Surgery is recommended if a patient has been suffering with symptoms for6 weeks or more. Likewise, severe cases of disc herniation that may risk paralysis, and serious conditions, are corrected surgically.
“If you do require surgery, the Brigham has an integrated approach to spine care and all the clinical resources of a world-class academic medical center,” says Dr. Groff.
At Brigham Health, a multidisciplinary team of surgeons, physiatrists, physical therapists and pain specialists collaborate to get patients back to their lives as quickly as possible.
Spine care is part of the Brigham’s larger ecosystem, so patients with co-morbidities, such as hypertension or diabetes, have access to resources that can address any complications that may crop up as their spinal condition is being treated.
Keep your spine healthy by knowing your limits
In most conversations with patients, Dr. Zampini usually illustrates how our spines change throughout our lives by telling a personal story about a devastating injury he suffered that changed how he now thinks about his body.
Dr. Zampini was 38-years-old when he ran a half-marathon in less than 90 minutes. It was blistering pace, a personal best, but the strenuous effort fractured his pelvis. “I was completely overdoing it, running as if I was still 25-years-old,” he says.
It was a wake-up call, and he changed his mindset during the eight months of recovery. He began listening to his body more.
“Some of my patients can relate to my story, because they’re trying to do things their bodies just can’t handle for their age,” says Dr. Zampini.
He advises his patients to understand and respect their limits. What kinds of activities and levels of intensity can you realistically handle given your age and level of conditioning?

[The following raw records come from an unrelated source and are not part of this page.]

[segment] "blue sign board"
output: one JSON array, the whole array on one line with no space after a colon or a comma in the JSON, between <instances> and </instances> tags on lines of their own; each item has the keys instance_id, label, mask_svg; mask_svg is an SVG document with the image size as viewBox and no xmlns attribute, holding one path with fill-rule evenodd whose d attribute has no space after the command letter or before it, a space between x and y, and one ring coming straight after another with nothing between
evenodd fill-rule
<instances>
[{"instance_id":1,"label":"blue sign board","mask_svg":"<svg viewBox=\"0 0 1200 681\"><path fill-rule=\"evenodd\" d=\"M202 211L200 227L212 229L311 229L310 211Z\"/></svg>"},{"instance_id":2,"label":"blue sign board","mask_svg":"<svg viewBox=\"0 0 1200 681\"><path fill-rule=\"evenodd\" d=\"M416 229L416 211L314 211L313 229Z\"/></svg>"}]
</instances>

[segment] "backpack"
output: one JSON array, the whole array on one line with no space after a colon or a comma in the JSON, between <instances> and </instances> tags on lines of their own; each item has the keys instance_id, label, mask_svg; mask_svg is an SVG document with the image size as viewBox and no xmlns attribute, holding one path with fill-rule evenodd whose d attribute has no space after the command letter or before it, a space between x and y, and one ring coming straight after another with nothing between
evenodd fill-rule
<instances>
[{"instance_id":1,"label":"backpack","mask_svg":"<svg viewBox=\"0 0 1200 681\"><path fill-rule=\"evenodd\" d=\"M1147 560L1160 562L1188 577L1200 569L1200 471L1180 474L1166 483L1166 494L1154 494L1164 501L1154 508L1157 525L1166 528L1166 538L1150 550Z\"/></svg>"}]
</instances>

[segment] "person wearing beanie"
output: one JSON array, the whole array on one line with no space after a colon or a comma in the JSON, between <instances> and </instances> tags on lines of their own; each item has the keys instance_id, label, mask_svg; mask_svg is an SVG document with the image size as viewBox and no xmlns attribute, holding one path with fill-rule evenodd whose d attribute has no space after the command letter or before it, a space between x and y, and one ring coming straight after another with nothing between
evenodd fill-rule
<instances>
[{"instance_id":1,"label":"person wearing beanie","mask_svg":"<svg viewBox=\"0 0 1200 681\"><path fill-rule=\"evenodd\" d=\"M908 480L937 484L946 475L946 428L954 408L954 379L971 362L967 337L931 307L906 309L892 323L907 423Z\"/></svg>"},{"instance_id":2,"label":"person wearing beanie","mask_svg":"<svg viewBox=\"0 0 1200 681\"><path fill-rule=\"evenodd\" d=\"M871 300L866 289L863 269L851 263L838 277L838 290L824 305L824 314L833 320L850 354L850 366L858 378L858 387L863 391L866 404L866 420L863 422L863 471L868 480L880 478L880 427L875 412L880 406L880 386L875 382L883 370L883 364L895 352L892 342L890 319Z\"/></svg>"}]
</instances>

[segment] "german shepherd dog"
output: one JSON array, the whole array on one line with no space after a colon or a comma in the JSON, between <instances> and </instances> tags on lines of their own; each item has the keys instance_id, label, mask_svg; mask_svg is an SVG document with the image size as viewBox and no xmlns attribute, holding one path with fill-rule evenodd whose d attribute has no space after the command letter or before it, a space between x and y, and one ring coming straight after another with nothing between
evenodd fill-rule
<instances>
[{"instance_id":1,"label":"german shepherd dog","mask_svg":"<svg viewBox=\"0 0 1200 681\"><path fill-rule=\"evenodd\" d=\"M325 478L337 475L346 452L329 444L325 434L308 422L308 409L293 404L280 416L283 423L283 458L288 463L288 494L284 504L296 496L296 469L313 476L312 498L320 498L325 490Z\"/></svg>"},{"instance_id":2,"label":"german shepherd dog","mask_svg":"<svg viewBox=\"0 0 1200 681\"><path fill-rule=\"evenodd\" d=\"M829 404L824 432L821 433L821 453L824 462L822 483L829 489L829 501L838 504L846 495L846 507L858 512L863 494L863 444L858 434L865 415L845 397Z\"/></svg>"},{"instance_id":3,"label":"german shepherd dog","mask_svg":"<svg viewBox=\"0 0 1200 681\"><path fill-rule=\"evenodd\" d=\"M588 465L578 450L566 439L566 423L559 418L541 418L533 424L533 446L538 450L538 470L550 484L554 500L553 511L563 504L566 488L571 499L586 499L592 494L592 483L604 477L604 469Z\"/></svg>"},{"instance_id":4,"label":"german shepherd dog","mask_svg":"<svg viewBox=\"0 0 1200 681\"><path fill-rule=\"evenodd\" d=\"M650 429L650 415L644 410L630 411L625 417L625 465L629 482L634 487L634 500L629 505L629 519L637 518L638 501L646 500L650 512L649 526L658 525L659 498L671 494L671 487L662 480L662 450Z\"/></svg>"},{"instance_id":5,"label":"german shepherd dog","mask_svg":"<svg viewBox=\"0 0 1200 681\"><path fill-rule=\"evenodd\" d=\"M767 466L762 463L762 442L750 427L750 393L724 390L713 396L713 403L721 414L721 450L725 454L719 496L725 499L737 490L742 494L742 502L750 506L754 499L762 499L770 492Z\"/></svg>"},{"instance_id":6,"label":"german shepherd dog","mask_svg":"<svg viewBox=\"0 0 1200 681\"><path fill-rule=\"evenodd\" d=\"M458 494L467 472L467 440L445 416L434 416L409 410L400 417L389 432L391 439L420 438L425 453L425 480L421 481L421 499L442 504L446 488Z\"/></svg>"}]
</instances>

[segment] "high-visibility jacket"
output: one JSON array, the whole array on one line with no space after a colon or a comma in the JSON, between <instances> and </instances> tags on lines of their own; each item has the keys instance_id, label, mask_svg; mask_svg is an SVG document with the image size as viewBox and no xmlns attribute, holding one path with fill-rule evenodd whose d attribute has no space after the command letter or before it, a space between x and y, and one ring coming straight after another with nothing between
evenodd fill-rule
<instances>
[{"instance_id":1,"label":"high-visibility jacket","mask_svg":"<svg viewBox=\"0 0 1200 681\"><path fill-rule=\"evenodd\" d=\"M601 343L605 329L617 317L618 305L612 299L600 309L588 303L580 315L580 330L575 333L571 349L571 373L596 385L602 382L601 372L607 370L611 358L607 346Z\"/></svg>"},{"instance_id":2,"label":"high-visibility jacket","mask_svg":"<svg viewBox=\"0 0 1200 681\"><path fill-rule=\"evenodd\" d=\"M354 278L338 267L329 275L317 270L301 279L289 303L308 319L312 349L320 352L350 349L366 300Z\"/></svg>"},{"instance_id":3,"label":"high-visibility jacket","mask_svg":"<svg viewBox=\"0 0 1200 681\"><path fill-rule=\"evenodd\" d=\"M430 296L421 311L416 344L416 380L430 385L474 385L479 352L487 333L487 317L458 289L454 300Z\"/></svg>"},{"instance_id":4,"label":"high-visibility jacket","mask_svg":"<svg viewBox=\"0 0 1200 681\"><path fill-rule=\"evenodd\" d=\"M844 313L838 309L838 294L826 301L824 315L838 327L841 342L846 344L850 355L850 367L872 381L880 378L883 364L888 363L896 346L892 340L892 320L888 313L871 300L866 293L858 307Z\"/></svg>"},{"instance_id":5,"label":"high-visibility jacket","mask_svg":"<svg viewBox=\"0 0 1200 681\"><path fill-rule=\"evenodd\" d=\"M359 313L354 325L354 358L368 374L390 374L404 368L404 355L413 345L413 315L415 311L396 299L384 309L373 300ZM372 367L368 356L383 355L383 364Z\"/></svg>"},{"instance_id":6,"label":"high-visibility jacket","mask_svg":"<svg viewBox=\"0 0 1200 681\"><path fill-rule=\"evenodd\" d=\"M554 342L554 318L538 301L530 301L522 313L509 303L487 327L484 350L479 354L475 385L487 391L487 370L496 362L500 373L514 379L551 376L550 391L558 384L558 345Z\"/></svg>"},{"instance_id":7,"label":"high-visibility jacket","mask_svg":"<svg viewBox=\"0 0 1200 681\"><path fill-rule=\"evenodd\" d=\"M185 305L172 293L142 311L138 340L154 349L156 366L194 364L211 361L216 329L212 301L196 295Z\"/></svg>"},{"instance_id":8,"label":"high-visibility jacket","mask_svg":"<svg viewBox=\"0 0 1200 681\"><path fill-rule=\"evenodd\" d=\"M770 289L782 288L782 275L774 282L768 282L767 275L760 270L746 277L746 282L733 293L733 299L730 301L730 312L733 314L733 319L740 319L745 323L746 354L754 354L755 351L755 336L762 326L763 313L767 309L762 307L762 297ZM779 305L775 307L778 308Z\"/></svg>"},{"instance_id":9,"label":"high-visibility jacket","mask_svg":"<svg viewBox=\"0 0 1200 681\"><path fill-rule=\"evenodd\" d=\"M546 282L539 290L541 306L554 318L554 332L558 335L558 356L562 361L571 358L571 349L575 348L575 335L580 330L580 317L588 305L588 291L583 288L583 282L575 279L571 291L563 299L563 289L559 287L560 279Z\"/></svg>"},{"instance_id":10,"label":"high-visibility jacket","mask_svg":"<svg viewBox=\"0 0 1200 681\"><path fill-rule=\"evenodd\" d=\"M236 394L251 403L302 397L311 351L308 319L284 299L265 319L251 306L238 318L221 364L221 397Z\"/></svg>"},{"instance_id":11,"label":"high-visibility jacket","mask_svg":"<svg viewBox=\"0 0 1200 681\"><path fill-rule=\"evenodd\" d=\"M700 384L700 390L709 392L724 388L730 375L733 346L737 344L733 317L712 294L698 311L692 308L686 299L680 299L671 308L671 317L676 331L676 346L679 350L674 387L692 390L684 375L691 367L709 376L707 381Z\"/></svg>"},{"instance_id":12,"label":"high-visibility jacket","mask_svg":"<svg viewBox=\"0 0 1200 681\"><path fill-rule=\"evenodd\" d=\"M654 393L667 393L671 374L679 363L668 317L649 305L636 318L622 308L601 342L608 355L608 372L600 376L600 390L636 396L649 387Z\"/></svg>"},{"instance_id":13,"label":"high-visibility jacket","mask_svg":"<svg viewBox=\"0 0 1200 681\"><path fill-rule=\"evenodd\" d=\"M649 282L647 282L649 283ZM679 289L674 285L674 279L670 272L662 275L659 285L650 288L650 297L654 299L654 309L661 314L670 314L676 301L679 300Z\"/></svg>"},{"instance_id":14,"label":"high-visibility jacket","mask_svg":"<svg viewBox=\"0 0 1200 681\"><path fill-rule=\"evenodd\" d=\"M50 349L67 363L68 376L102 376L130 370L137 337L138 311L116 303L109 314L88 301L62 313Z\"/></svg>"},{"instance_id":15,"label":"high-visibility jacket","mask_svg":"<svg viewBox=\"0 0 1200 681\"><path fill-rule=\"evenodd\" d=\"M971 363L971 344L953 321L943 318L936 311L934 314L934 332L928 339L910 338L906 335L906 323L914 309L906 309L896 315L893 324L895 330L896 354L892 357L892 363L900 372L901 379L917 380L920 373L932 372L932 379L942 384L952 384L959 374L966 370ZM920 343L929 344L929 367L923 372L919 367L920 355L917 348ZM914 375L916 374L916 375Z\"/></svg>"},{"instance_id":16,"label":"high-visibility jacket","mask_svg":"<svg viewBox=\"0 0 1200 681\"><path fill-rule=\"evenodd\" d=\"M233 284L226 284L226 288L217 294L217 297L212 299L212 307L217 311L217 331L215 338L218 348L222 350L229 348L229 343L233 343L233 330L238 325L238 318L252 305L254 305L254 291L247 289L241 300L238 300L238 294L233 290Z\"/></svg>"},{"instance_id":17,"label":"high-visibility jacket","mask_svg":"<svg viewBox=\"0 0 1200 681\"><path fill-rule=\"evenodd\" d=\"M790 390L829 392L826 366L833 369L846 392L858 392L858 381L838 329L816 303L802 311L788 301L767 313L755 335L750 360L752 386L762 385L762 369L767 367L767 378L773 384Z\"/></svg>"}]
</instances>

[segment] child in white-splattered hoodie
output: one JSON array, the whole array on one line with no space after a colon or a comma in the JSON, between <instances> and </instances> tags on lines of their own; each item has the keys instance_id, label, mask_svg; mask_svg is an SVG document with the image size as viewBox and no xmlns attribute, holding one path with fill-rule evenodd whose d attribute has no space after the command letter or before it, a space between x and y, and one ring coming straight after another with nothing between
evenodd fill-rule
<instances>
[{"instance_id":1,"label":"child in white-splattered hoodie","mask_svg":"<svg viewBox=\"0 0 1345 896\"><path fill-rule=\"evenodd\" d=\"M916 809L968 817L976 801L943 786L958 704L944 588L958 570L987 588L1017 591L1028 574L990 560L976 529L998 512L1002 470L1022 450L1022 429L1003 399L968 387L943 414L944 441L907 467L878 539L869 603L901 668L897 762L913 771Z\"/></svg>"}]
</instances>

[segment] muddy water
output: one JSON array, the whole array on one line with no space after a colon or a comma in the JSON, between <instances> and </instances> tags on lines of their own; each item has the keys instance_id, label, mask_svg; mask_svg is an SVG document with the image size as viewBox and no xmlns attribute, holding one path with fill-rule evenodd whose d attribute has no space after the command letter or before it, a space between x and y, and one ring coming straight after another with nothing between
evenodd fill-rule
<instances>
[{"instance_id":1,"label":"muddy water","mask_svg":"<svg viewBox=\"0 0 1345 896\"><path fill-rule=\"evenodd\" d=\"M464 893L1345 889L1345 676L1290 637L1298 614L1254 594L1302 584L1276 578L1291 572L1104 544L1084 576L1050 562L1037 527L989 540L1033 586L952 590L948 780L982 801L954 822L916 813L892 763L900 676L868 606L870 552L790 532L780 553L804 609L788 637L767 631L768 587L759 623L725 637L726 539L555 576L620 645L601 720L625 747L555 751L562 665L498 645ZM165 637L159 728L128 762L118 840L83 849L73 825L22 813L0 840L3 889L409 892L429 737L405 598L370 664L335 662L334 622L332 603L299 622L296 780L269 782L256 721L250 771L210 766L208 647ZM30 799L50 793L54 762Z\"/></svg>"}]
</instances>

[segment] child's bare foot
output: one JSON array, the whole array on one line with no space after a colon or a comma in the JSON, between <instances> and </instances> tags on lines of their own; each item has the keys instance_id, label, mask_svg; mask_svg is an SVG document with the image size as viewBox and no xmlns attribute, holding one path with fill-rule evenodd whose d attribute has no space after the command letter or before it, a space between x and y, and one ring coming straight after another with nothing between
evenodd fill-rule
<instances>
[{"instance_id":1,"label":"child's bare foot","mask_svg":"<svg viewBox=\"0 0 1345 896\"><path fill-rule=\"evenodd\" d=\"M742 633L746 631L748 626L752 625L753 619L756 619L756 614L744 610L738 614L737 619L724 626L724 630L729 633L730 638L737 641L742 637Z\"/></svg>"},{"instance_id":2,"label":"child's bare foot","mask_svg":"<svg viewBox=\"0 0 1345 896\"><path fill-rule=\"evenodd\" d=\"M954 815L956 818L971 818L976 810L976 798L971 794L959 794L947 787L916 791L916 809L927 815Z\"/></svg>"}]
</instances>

To avoid injuries, Dr. Zampini advises patients to strengthen their core muscles, which include the lower back, hips and abdomen. These muscles work together to keep your body balanced. He also advises people to use proper technique when performing high-intensity movements and to modify movements or use lighter weights to lower intensity.
For those who work in an office, it’s also important to customize your work space to avoid muscle imbalances and repetitive injuries.
Exploring the best way forward with a spine expert
After Dr. Zampini recovered from his pelvic injury, he switched from running to lower-impact activities, including the elliptical and stationary bike. He also stretches and does yoga exercises every morning before he sees patients in his clinic.
“I still jog occasionally, but I don’t race anymore. I’ve accepted what I can and can’t do, and I’m happy about that,” says Dr. Zampini.
Both Dr. Zampini and Dr. Groff encourage anyone who has had to give up an important activity to seek consultation from a spine expert to explore the best way forward.
“In many cases, certain activities can be reclaimed in a responsible way,” says Dr. Groff. “It’s gratifying to see patients get back to the activities they love.”